Would we really, though? Is it necessary to have ka-variants of
everything? Would you, hypothetically, use {mi sruma lo ka ce'u bilma}
for "I assume [myself] to be sick"? Or what about {mi kanpe lo ka ce'u
ba jinga}? Would it be too much to say {mi kanpe lo nu mi ba jinga}?

Yes, given that {mi} can be a long noun with nouns inside, and the clause with {kanpe} can be inside another clause so not {ri}, not {vo'a}. 
And {lo no'a cu}, a lengthy construct would be the only safe option (compare short English infinitive "to").


The {ce'u} actually doesn't save us that much trouble compared to using
one of the usual back-referencing mechanisms. Logically speaking, the
reason why {ka} is used in places like nitcu2 or troci2 is not in order
to not have to repeat the x1, but because it avoids sumti raising and
makes the predicates much easier to interpret and define.

So that's it.
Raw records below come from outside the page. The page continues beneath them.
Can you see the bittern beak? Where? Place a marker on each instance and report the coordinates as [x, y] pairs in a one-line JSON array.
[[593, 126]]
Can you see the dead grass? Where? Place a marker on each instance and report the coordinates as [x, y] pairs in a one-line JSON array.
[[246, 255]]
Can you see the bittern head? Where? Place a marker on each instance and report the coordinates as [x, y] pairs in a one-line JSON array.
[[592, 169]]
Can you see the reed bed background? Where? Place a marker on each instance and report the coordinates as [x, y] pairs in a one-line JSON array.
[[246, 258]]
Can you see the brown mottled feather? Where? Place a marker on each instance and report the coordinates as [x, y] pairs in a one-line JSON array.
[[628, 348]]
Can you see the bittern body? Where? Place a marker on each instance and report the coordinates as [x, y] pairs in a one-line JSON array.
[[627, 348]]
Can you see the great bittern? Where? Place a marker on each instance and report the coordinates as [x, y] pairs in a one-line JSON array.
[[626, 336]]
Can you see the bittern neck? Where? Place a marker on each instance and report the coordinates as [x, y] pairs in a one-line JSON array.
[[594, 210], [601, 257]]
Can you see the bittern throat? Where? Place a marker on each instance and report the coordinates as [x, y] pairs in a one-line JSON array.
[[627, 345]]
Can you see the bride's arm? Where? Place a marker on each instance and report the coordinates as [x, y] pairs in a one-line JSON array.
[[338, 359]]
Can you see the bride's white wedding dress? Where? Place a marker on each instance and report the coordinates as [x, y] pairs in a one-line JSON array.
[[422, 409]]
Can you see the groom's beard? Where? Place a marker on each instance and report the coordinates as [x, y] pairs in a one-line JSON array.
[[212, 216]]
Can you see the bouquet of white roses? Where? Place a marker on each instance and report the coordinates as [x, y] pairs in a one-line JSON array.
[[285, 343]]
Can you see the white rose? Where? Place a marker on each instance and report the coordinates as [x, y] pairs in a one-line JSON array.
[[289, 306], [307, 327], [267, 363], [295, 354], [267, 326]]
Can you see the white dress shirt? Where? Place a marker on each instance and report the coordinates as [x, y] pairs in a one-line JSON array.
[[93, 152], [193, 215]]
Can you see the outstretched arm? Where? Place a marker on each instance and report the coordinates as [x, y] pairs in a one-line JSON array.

We need definitions that define these relations.
For others: such definitions now exist only in one dictionary
Up to now such usage was intuitive and/or the one users got used to.



It is
primarily a semantic concern, not one of convenience; convenience is
only a lucky by-product of it.

It is also a concern of mastering the language, which this thread was started with.